Era evidente que estaba llorando, intentaba sofocar sus sollozos pero no podía evitar algunos. Me acerqué más a él y le rodeé con mis brazos. Se derrumbó sobre mi hombro, lloró durante unos minutos.
—Lo siento— me dijo cuando se calmó
—Tranquilo, es normal
—Pero…no quiero cargarte con esto
—Si repartimos nuestras cargas será más fácil para ambos, si te veo sufrir y no hago nada me moriría por dentro— me miró, sus hermosos ojos estaban inundados en lagrimas
— ¿Te quedaras a mi lado?
—Por supuesto
—si estás conmigo creo que seré capaz de superarlo todo, nada será imposible si estamos juntos
—Jack, —le miré directamente a los ojos— te quiero.
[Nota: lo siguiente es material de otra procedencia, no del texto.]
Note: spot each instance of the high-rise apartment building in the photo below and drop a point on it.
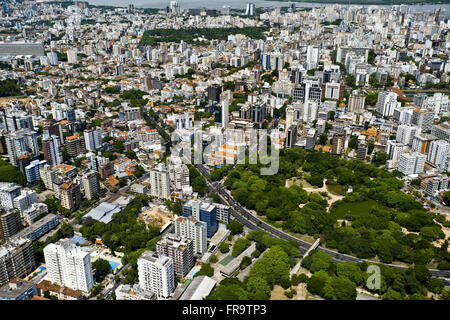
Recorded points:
(204, 211)
(411, 163)
(9, 224)
(51, 146)
(69, 265)
(32, 170)
(75, 146)
(438, 151)
(386, 103)
(70, 195)
(160, 182)
(156, 274)
(92, 139)
(423, 118)
(20, 143)
(180, 249)
(91, 184)
(16, 259)
(191, 228)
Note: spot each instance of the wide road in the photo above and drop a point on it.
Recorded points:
(252, 222)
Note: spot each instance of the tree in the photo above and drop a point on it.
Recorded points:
(224, 247)
(435, 285)
(272, 266)
(316, 282)
(213, 259)
(343, 289)
(258, 287)
(321, 261)
(235, 227)
(323, 139)
(131, 154)
(380, 158)
(118, 146)
(391, 294)
(353, 143)
(350, 80)
(239, 246)
(205, 270)
(246, 261)
(446, 198)
(101, 268)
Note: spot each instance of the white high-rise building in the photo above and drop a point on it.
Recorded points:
(51, 146)
(411, 163)
(250, 10)
(179, 175)
(68, 265)
(405, 134)
(386, 103)
(193, 229)
(160, 182)
(394, 150)
(156, 274)
(92, 139)
(312, 57)
(91, 184)
(438, 151)
(72, 56)
(52, 58)
(20, 143)
(225, 116)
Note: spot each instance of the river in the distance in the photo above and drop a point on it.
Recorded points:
(236, 4)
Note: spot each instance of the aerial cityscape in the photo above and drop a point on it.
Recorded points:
(182, 150)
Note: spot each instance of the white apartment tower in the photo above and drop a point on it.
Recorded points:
(191, 228)
(312, 57)
(160, 182)
(438, 150)
(411, 163)
(69, 265)
(91, 184)
(92, 139)
(156, 274)
(386, 103)
(405, 134)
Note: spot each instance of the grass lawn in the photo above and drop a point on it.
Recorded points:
(354, 208)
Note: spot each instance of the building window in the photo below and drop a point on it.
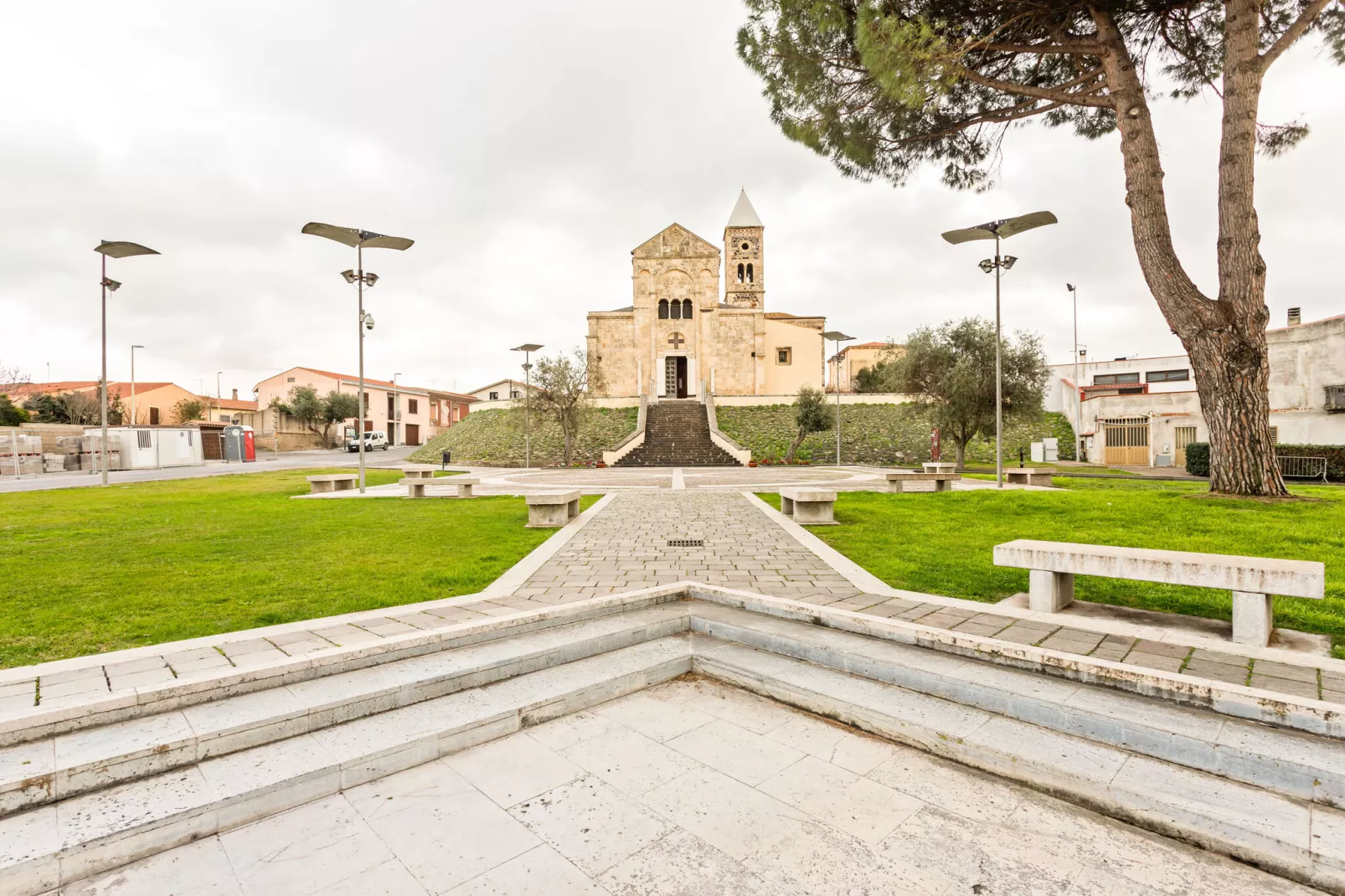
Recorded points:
(1111, 379)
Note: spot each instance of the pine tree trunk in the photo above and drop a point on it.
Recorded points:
(1225, 337)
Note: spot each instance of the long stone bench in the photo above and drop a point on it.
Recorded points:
(331, 481)
(553, 510)
(942, 481)
(809, 506)
(419, 471)
(1252, 580)
(416, 487)
(1027, 476)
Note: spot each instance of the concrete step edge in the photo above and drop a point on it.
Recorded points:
(1280, 760)
(37, 772)
(59, 844)
(1265, 829)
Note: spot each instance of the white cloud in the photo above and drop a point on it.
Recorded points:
(526, 152)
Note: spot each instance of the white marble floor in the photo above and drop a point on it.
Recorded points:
(686, 789)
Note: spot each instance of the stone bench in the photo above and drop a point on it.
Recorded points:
(942, 481)
(416, 487)
(331, 481)
(419, 471)
(552, 512)
(1025, 476)
(809, 506)
(1252, 580)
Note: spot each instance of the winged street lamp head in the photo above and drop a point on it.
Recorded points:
(1002, 229)
(357, 239)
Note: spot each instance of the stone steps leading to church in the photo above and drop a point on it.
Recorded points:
(677, 434)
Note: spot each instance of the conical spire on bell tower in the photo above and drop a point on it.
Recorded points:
(744, 256)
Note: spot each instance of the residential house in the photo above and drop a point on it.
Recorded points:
(446, 409)
(401, 410)
(845, 366)
(152, 403)
(1147, 410)
(501, 390)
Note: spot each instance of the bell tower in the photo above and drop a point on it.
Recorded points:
(744, 259)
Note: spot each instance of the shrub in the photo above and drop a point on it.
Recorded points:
(1198, 458)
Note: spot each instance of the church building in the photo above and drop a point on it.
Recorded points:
(683, 335)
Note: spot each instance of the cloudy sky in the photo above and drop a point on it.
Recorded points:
(528, 148)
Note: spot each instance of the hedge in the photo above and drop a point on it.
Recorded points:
(1198, 458)
(879, 434)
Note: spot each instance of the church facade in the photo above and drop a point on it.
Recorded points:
(683, 335)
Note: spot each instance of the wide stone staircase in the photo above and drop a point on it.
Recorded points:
(135, 772)
(677, 434)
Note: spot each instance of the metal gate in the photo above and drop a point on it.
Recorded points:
(1126, 440)
(1184, 436)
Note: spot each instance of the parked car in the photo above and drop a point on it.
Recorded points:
(373, 439)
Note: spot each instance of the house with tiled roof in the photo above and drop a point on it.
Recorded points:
(410, 415)
(843, 366)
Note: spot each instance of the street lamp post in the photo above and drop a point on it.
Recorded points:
(359, 239)
(133, 384)
(117, 250)
(838, 337)
(1079, 390)
(998, 230)
(528, 348)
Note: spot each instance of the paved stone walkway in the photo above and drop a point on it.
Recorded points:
(634, 543)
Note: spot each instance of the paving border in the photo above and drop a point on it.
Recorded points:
(870, 584)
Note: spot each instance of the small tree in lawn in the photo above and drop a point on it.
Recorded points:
(315, 414)
(564, 390)
(810, 415)
(885, 86)
(952, 369)
(188, 409)
(339, 406)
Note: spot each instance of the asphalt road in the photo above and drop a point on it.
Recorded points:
(265, 461)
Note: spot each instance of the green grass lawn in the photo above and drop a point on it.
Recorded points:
(85, 571)
(942, 543)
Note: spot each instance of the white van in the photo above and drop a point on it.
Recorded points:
(373, 439)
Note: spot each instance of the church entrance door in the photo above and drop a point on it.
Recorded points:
(674, 377)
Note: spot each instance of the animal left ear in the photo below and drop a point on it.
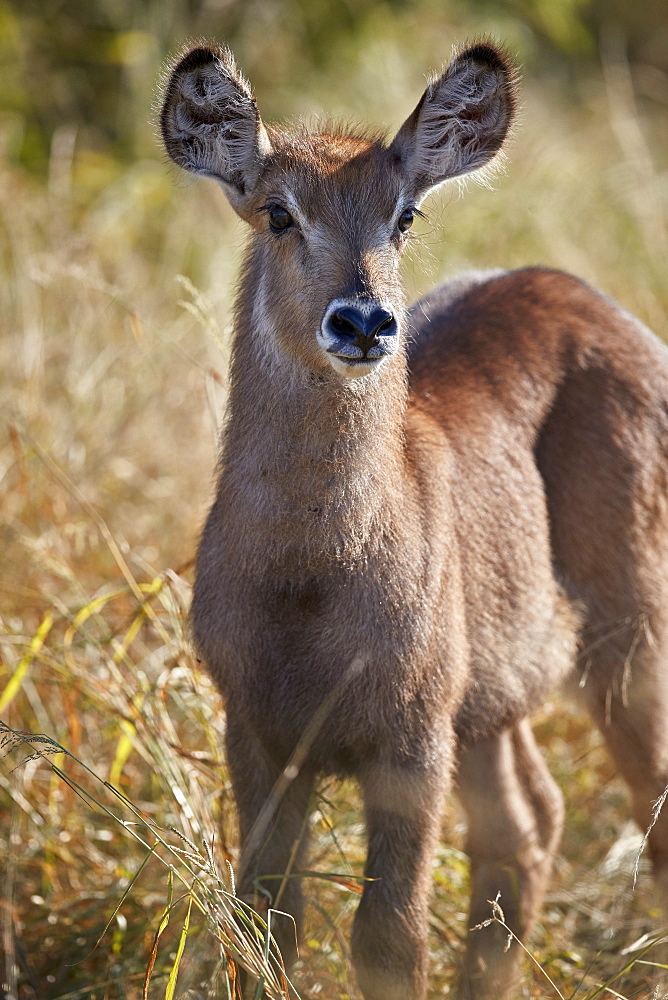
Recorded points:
(461, 121)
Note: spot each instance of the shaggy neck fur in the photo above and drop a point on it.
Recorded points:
(302, 449)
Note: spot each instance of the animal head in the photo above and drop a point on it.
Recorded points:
(331, 210)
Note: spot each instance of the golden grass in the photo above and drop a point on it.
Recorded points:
(115, 311)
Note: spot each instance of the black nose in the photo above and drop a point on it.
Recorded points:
(362, 329)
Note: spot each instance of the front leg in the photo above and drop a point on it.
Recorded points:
(403, 801)
(273, 805)
(515, 815)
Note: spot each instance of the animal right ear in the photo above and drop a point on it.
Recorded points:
(210, 123)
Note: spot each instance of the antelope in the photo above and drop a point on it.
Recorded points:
(425, 519)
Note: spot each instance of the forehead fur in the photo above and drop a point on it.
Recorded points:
(336, 162)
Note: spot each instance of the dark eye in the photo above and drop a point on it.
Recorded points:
(405, 220)
(280, 218)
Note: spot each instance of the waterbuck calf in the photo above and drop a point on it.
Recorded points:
(421, 518)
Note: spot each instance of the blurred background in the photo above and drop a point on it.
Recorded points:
(117, 279)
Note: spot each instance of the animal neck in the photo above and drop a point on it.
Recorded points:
(312, 463)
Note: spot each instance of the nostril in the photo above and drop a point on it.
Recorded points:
(343, 326)
(386, 328)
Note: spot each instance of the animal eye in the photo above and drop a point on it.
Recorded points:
(405, 220)
(280, 218)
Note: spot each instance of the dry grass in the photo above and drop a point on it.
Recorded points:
(114, 311)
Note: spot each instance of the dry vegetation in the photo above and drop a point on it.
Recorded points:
(116, 824)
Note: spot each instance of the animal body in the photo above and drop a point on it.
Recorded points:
(424, 520)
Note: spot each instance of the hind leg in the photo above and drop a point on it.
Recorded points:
(515, 816)
(625, 687)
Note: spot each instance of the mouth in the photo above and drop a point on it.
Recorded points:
(352, 368)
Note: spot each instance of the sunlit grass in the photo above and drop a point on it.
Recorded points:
(115, 310)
Nos acercamos más y lentamente nuestros labios se unieron. Fue un beso dulce y cálido, pero también salado, debido a sus lágrimas. Nos fundimos en uno solo, ninguno de los dos queríamos que el beso acabase. De pronto oímos vítores que provenían de la puerta, eran Neku y los demás que habían vuelto. Me sonrojé.
En ese momento sentí que solo con tenerle a mi lado sería la mujer más feliz del universo.